Tuesday , February 7 2023

Thai central bank to deliver third straight 25bps hike on Nov. 30


The Bank of Thailand will raise interest rates by a modest quarter-point on Wednesday for a third straight meeting amid fragile tourism-reliant growth and signs inflation has started to ease, a Reuters poll of economists found.

The widely-expected move, which would take the benchmark rate to only 1.25%, constitutes one of the tamest central bank tightening campaigns in the world, underscoring ongoing worries about growth in Southeast Asia’s second-largest economy.

Thailand’s economy has lagged its regional peers and was not expected to return to pre-pandemic levels until early next year as its vital tourism sector, which makes up about 12% of output, has only just started to rebound.

With the slowest pace of inflation in six months in October, helped by government measures to ease the cost of living, BOT Governor Sethaput Suthiwartnarueput has said it is not necessary to aggressively increase rates to manage inflation like in other countries.

All but two of the 19 economists in the Reuters Nov. 21-25 poll expect the BOT to raise its benchmark one-day repurchase rate by 25 basis points to 1.25% at its Wednesday meeting.
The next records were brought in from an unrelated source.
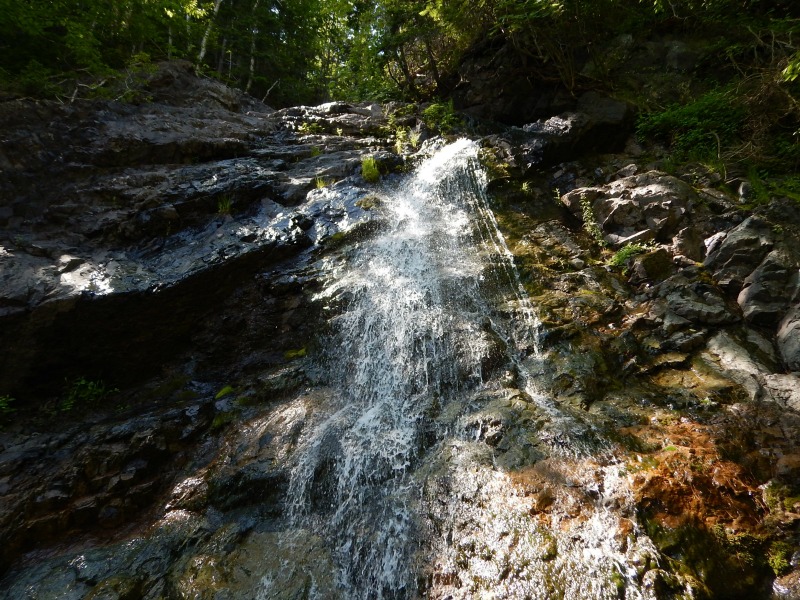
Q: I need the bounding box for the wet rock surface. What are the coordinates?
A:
[0,63,800,600]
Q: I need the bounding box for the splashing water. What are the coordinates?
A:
[268,140,664,599]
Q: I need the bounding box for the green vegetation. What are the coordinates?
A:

The remaining two predict rates will remain unchanged.

“We expect a relatively more modest recovery of the Thai economy and hence a less aggressive BOT compared to the rest of major and regional central banks on the back of easing inflation which may result in rather persistent weakness in the Thai baht,” said Enrico Tanuwidjaja, an economist at UOB.

“Negative real interest rates will continue to favour the Thai economic recovery as it diverges away from an ultra-tight monetary policy elsewhere in the world, most notably in the U.S. and Europe.”

The U.S. Federal Reserve has increased rates by 375 basis points so far in this cycle, with 75 basis point moves at the last four meetings and another 50 due in December.

Despite the wide interest rate gap, the baht has been one of the top performers in emerging market currencies, depreciating only about 7% so far this year.

“External pressure on the BOT to be more assertive with rate hikes has also eased after the recent retreat in the dollar,” said Krystal Tan, economist at ANZ.

“Capital inflows have returned to its domestic bond and equity markets in the month-to-date, and the decline in foreign exchange reserves has started to reverse.”

A weak currency is generally considered positive for the tourism-dependent Thailand economy.

In the year before the pandemic, 40 million tourists visited the country, which has a population of 70 million. The government wants tourism next year to reach 80% of its pre-pandemic levels, even as global growth is likely to slow.

“We expect Thai international tourism arrivals to be resilient to the global economic slowdown, with arrivals showing low sensitivity to global economic activity fluctuations historically,” said Chua Han Teng, economist at DBS.